Gênero capa e espada invade novelas das sete

Desde julho, a Record exibe no horário das sete “Belaventura”, uma trama de capa e espada centrada no romance proibido entre o Príncipe Enrico (Bernardo Velasco) e a camponesa Pietra (Rayanne Morais).

Duques, condes, reis e conselheiros maquiavélicos passeiam pela história, criada por Gustavo Reiz e ambientada no início do século 15, o último da chamada Idade Média.

Sem temer acusações de seguir trilha já pisada, a Globo anuncia para o mesmo horário “Deus Salve o Rei”, do autor estreante Daniel Adjafre. A trama vai substituir a atual “Pega Pega” com clima semelhante ao da produção da concorrente.

Com direito, inclusive, a romance proibido entre príncipe e plebeia. No caso, o herdeiro do trono Afonso (Rômulo Estrela) e a bela e pobre Amália (Marina Ruy Barbosa). Ele até abre mão da coroa por causa do amor.

O irmão de Afonso, Rodolfo (Johnny Massaro), também não está interessado em assumir coisa nenhuma. Por isso, quando a rainha Crisélia (Rosamaria Murtinho) morre, esse desinteresse se torna uma ameaça à paz entre os reinos Montemor e Artena.

“É uma história que tem já, na essência, um elemento muito dramático e muito cômico entre esses dois príncipes, irmãos: um com medo de ser rei e outro abdicando ao trono por amor a uma plebeia”,  (Daniel Adjafre, autor).

Para o público da Record, “Belaventura” é um refresco para a overdose de tramas bíblicas. Na Globo, a escolha não é inédita. Em 1989, a emissora alcançou enorme sucesso com “Que Rei Sou Eu?”, mirabolante folhetim de capa, espada e muito humor.

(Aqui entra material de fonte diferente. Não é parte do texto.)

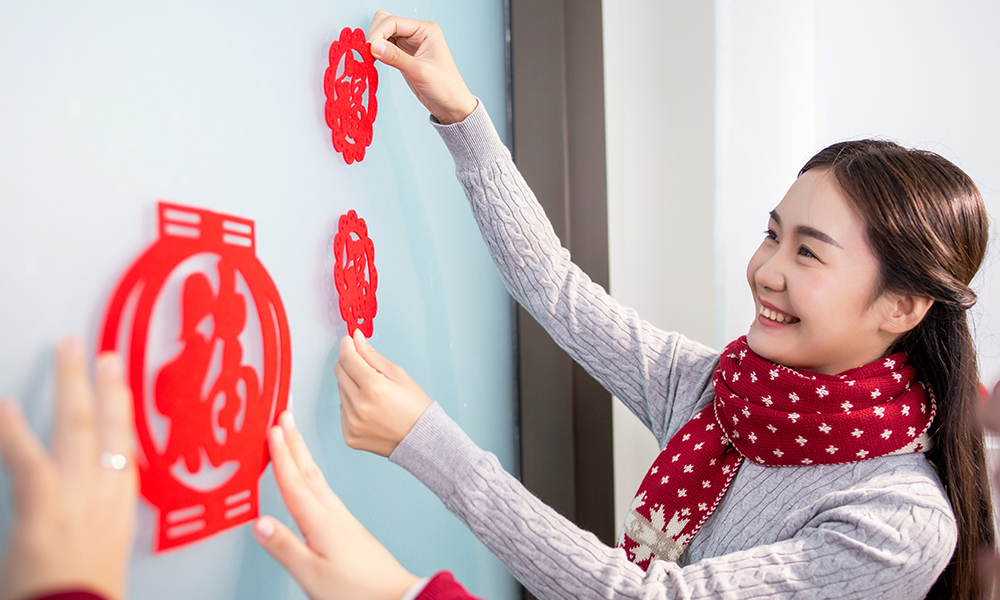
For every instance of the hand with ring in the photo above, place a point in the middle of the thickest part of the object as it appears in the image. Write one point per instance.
(74, 508)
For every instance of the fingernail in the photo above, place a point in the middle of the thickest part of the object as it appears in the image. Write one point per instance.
(73, 347)
(110, 365)
(264, 527)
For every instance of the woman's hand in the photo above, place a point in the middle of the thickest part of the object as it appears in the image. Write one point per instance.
(339, 558)
(73, 517)
(379, 403)
(418, 50)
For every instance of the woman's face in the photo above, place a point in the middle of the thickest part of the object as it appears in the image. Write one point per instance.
(812, 280)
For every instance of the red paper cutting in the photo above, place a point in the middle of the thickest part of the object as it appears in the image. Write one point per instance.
(350, 78)
(354, 273)
(207, 382)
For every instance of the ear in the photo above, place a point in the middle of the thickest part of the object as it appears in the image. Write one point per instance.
(904, 312)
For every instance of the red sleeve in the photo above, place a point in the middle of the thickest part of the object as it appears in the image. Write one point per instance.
(444, 587)
(71, 595)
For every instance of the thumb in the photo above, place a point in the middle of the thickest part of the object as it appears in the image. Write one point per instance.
(285, 547)
(390, 54)
(371, 356)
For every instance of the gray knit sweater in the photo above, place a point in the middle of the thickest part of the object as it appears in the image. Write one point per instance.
(880, 528)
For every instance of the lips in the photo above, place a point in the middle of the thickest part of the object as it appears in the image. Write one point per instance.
(773, 314)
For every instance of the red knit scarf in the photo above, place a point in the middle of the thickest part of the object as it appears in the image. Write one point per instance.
(777, 417)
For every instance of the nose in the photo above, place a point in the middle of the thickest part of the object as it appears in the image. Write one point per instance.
(770, 274)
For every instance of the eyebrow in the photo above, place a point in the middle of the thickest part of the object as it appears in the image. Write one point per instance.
(807, 231)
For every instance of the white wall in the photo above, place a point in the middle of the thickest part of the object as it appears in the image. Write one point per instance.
(659, 115)
(689, 192)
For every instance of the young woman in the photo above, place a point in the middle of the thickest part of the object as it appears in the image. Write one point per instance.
(831, 452)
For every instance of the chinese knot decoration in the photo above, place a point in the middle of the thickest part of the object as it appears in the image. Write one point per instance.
(354, 273)
(204, 336)
(350, 79)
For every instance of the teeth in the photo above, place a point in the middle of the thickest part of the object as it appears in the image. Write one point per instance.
(776, 316)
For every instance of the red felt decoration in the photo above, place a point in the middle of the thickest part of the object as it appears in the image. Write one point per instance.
(354, 273)
(203, 332)
(349, 80)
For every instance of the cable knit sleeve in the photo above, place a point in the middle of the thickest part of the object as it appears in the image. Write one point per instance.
(662, 377)
(881, 541)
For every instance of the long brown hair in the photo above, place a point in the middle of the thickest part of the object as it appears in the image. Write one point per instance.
(927, 226)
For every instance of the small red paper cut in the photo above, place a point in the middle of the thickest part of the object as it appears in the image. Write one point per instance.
(350, 78)
(208, 382)
(354, 273)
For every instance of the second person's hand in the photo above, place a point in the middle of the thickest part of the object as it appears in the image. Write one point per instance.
(418, 50)
(379, 402)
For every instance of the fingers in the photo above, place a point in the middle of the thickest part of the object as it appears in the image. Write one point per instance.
(114, 406)
(285, 547)
(73, 437)
(23, 455)
(371, 356)
(310, 472)
(356, 367)
(304, 507)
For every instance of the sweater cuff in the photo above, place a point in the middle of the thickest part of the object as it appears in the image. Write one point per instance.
(473, 142)
(433, 449)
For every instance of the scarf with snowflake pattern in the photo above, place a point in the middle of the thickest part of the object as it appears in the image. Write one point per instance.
(778, 417)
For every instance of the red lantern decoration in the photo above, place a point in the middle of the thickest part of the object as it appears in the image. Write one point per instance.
(204, 336)
(350, 80)
(354, 273)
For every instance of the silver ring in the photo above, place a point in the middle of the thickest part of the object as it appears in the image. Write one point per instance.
(115, 462)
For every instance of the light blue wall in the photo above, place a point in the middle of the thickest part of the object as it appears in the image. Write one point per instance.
(107, 107)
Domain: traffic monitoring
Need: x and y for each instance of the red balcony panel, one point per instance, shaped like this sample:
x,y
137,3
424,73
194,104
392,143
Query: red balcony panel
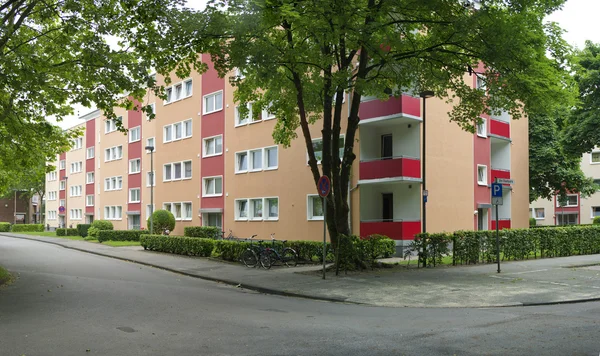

Mas a volta ao medievo, quase 30 anos depois, não parece ser mera casualidade. Como se sabe, as telenovelas têm feito esforço para se reinventarem e manter a audiência, numa época de forte concorrência com as séries transmitidas em streaming e por canais pagos.

“Deus Salve o Rei”, portanto, é uma dessas cartadas para sair da mesmice — as tramas modernas têm se tornado tão repetitivas que não raro são esquecidas assim que saem do ar, ou sequer notadas enquanto estão em exibição.

As duas novelas também também pegam carona no clima “Game of Thrones”, uma das mais bem-sucedidas experiências da história no que diz respeito à narrativa televisiva em episódios, com seus reis, principes, castelos e disputas pelo poder.

Observando que “Game of Thrones” se passa em época não definida. Mero detalhe. Em tempos tão bicudos, o público parece interessado em viajar no tempo, e de preferência para bem longe.